Conventional wisdom is that it's the fault of the user for failing to do backups. The question that a clever lawyer might ask a court to resolve would be: "Does the builder of the system really provide suitable tools for those backups?"
After advising a friend over the weekend, I'd be prepared to stand up in court as a witness and say: "Definitely not".
Of course, for corporations with qualified IT staff, the provision of secure, reliable backup is a matter of routine. But what about the typical home user? Is a family with a single PC, attached to the internet and able to write CDs or DVDs, really using a system you can rely on?

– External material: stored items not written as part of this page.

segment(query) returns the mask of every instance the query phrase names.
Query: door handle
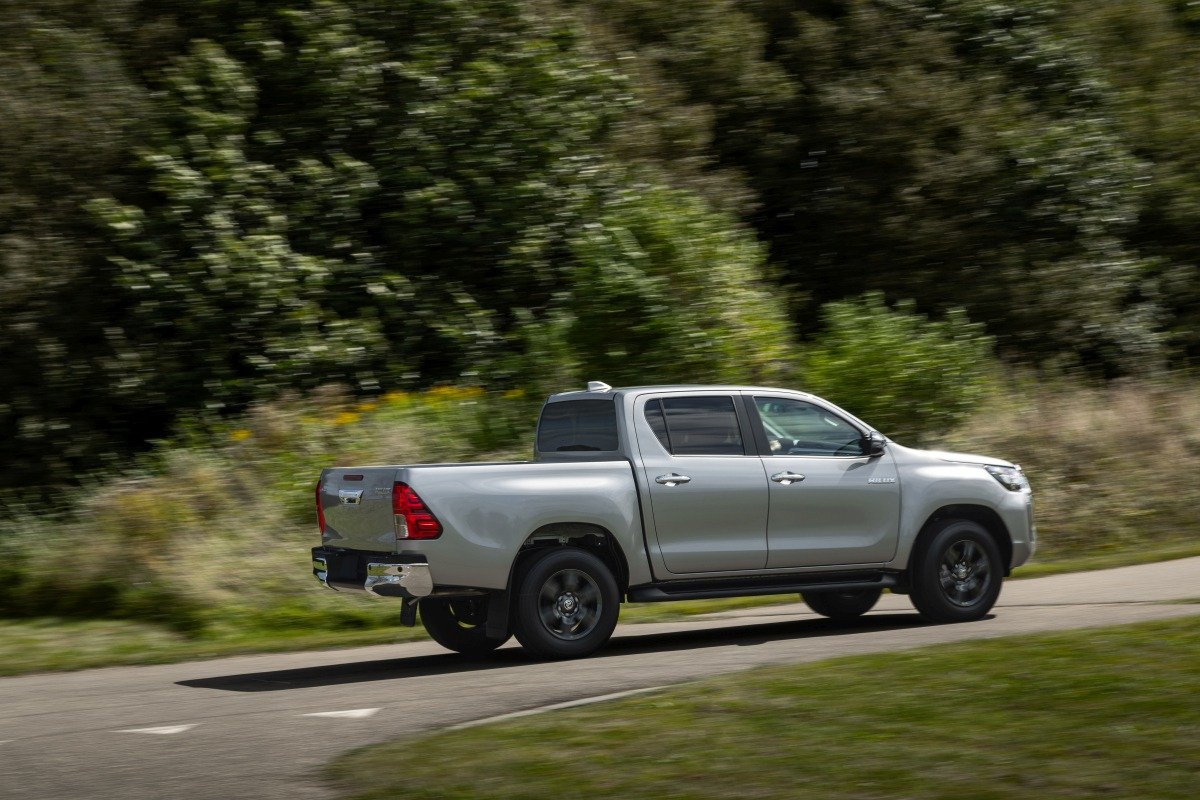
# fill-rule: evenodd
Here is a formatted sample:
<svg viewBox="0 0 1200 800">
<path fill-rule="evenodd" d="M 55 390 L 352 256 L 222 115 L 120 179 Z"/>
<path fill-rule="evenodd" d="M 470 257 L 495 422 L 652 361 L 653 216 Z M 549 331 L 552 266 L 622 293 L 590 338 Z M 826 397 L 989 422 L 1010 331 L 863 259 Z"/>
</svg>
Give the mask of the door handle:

First, it's now accepted by the photographic industry that writable DVDs are, mostly, volatile memory. Several pros have done systematic tests, leading to the suggestion that if you use any brand other than Verbatim, and if you keep the discs longer than three years, you should assume that the data is at least partly corrupt.
Buying, configuring, testing and verifying tape backups is a complex, error-prone process for anybody who doesn't do it several times a week, professionally. It's completely absurd to expect a home user to acquire the hardware, never mind the skills, to perform staged, incremental backups, disk imaging or test restores.
And it's the matter of testing restores that is the potential nail in the PC industry's coffin: the only way to be sure you have made a restorable backup, is to restore it. So, in order for a vendor to be able to claim that it has provided backup features, it has to provide restore-verify features.
If you only have one PC, the only way to test a restore is to over-write a working machine with what might be a faulty backup, which it's hard to see any judge accepting as a sensible strategy.
Instead, home users should be encouraged to archive documents over the internet, and keep optical media only for re-installing the system and application software, and patches.